Der Krankenpfleger verließ bleich den Raum, denn er wußte, daß ein Teil dieses Problems wieder auf seinen Schultern landen würde, weil die Mächtigen mit den Schwächeren immer so umgehen. Ganz gewiß würde er noch vor Tagesende gefeuert werden.

Dr. Igor griff nach einem Block, legte ihn auf den Tisch und wollte gerade mit seinen Aufzeichnungen beginnen, als ihm etwas anderes einfiel.

Er löschte das Licht und blieb in dem von der eben aufgehenden Sonne erst schwach beleuchteten Zimmer sitzen und lächelte.
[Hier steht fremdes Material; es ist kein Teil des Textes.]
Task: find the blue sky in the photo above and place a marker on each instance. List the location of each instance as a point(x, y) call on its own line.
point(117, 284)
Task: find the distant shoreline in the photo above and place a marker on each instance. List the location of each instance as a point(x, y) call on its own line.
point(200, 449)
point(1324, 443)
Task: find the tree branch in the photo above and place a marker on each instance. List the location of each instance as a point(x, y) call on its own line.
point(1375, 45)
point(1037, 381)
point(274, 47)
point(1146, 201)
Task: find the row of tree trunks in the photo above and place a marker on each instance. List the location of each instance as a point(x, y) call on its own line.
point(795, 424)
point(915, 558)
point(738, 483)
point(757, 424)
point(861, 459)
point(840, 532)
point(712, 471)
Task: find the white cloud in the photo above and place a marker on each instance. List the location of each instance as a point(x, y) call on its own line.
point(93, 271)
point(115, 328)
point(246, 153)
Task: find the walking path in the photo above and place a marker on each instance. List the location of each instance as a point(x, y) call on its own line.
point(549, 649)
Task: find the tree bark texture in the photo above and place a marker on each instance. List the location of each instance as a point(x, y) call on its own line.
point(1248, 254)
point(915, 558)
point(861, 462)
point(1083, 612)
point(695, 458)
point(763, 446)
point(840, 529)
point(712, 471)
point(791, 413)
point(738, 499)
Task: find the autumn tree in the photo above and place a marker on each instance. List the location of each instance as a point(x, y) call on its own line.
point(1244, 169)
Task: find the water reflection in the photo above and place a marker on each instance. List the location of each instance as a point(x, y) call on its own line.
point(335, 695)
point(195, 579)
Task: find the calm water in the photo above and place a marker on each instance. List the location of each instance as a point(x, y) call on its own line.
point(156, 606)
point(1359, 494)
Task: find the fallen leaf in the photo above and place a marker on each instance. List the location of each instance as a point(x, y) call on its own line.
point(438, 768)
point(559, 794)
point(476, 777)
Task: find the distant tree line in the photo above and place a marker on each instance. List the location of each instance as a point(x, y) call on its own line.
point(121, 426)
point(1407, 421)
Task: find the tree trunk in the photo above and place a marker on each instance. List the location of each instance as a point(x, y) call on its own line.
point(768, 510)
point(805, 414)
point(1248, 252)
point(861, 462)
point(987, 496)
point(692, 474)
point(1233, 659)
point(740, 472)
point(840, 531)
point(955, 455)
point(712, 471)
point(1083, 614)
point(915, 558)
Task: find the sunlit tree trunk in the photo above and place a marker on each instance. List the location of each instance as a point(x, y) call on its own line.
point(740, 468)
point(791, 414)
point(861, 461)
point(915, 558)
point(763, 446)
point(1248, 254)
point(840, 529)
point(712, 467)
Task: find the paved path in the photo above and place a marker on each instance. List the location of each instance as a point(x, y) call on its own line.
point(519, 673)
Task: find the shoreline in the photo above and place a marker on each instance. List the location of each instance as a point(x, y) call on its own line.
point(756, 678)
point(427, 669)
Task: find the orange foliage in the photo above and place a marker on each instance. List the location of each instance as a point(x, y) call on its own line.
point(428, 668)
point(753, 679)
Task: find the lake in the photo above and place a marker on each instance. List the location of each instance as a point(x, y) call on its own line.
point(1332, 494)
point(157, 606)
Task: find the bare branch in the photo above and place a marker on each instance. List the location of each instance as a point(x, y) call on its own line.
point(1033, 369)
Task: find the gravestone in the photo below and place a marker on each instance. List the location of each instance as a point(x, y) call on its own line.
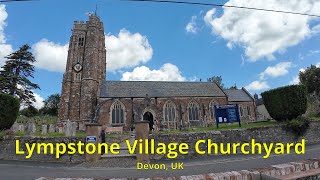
point(74, 129)
point(31, 128)
point(15, 127)
point(82, 127)
point(60, 129)
point(51, 128)
point(21, 128)
point(70, 128)
point(44, 129)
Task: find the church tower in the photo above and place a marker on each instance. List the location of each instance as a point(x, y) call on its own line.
point(85, 70)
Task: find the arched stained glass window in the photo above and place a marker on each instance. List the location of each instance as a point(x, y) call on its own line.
point(212, 110)
point(169, 112)
point(193, 111)
point(117, 110)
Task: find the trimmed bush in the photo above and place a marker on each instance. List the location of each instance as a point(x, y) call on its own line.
point(286, 103)
point(298, 126)
point(9, 109)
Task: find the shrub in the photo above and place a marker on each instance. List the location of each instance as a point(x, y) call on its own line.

Er hatte es geschafft.

Gleich würde er die notwendigen Aufzeichnungen machen, über die einzig bekannte Heilmethode für eine Vitriolvergiftung berichten: das Bewußtsein des Lebens. Und er würde erklären, welches das Medikament war, das er bei seinem ersten großen Versuch an einem Patienten gebraucht hatte: das Bewußtsein des Todes.

Vielleicht gab es andere Medikamente, doch Dr. Igor beschloß, seine These auf das einzige zu konzentrieren, was er dank einer jungen Frau wissenschaftlich untersucht hatte, die, ohne es zu wollen, in sein Leben getreten war. Sie hatte fast eine Woche lang zwischen Leben und Tod geschwebt, gerade lange genug, um ihm die glänzende Idee für sein Experiment einzugeben.
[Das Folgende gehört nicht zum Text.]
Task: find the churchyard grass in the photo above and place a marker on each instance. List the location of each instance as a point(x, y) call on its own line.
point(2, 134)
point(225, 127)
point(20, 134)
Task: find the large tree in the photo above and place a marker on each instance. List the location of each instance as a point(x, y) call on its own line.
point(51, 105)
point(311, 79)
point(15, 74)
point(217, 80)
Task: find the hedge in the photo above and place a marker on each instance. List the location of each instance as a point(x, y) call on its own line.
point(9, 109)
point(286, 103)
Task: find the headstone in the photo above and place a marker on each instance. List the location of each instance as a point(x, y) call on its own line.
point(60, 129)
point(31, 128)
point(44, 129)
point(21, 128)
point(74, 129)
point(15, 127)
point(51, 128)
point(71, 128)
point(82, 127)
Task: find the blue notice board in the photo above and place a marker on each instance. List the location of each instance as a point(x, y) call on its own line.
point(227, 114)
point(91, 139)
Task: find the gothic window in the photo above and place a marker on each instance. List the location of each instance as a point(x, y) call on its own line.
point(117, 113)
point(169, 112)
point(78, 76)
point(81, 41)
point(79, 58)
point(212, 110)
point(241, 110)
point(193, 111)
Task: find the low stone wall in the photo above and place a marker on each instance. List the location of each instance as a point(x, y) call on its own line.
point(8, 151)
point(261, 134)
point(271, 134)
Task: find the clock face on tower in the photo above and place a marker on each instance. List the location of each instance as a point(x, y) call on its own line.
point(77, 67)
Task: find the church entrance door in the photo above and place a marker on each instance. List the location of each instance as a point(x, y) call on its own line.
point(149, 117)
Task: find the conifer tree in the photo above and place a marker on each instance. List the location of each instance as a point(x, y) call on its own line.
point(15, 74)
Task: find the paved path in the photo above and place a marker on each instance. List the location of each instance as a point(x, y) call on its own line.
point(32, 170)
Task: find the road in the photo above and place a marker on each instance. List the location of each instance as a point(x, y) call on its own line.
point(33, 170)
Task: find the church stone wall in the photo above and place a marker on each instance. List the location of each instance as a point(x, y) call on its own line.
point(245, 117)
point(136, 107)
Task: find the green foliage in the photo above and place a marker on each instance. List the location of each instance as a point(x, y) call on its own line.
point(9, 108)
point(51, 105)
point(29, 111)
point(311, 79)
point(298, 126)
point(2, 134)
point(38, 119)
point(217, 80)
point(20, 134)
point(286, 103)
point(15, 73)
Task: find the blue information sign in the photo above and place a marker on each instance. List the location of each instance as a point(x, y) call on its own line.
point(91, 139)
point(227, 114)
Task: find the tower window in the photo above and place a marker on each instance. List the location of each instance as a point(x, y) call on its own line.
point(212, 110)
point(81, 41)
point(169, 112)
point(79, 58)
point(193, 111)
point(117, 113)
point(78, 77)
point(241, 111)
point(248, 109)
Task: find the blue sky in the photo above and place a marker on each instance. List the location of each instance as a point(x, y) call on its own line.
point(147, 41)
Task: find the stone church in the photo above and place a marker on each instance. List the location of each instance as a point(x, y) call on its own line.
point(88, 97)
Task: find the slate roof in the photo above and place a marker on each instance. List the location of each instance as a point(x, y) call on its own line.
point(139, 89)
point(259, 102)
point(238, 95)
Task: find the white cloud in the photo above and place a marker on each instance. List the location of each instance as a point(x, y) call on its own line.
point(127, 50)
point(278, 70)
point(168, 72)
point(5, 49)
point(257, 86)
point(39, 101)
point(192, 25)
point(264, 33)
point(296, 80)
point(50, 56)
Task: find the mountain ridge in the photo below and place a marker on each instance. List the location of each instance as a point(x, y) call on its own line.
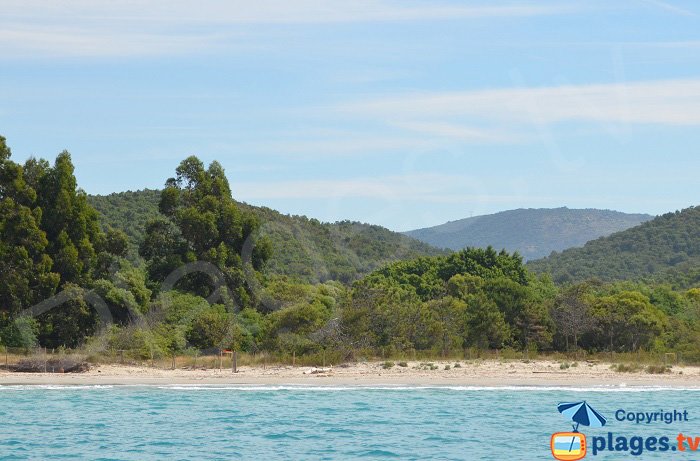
point(532, 232)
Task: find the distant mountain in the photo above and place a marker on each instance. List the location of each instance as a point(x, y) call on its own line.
point(534, 233)
point(304, 248)
point(665, 249)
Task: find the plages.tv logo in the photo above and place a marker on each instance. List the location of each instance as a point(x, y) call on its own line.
point(571, 446)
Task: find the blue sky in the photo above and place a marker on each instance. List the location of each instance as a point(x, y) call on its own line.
point(401, 113)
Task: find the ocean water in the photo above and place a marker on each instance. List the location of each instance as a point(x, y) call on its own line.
point(323, 423)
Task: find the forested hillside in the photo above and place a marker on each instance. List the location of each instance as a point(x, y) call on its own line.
point(666, 249)
point(534, 233)
point(303, 248)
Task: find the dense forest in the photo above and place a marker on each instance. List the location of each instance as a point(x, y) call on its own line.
point(204, 272)
point(663, 250)
point(534, 233)
point(304, 249)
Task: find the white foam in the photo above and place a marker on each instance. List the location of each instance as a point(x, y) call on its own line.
point(358, 387)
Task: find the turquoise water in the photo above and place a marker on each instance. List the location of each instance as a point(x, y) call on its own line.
point(302, 423)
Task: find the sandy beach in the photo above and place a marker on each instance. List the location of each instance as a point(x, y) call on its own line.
point(477, 373)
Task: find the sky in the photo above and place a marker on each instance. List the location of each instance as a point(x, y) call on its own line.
point(402, 113)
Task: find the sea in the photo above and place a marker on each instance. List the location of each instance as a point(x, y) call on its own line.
point(325, 423)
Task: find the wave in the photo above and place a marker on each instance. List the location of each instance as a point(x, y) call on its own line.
point(358, 387)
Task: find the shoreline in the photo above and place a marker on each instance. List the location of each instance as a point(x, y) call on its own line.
point(489, 374)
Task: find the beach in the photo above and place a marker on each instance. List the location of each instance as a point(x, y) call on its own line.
point(487, 373)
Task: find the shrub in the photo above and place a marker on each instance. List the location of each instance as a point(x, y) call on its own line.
point(624, 368)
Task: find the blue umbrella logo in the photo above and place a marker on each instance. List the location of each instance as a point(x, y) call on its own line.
point(581, 413)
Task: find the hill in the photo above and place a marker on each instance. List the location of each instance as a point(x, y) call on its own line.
point(665, 249)
point(305, 249)
point(534, 233)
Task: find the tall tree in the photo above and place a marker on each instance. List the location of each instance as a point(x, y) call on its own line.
point(203, 224)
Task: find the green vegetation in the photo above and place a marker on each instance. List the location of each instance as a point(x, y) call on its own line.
point(533, 233)
point(664, 250)
point(212, 273)
point(303, 249)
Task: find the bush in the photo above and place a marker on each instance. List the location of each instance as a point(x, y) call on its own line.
point(624, 368)
point(658, 369)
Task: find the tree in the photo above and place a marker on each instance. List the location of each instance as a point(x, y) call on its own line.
point(628, 319)
point(571, 314)
point(485, 325)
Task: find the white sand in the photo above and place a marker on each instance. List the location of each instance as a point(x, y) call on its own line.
point(475, 373)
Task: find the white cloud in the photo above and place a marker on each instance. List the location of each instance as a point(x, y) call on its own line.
point(667, 102)
point(128, 27)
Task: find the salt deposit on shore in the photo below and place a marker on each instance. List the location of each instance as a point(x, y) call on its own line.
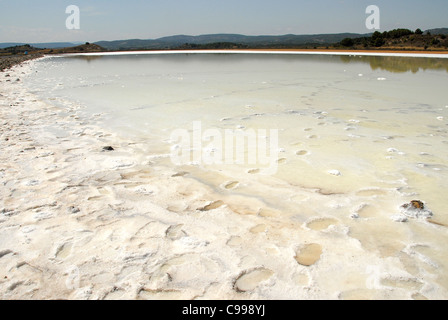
point(78, 221)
Alles hing nur von einem ab: von der Überlebensfähigkeit der jungen Frau.

Und sie hatte es geschafft.

Ohne ernsthafte Folgen oder unumkehrbare Schädigungen: Wenn sie sich um ihre Gesundheit kümmerte, würde sie mindestens so lange leben wie er, wenn nicht noch länger.

Doch das wußte nur Dr. Igor, aber auch, daß Selbstmörder, deren erster Versuch zu sterben fehlgeschlagen ist, früher oder später einen weiteren Versuch unternehmen, wußte er.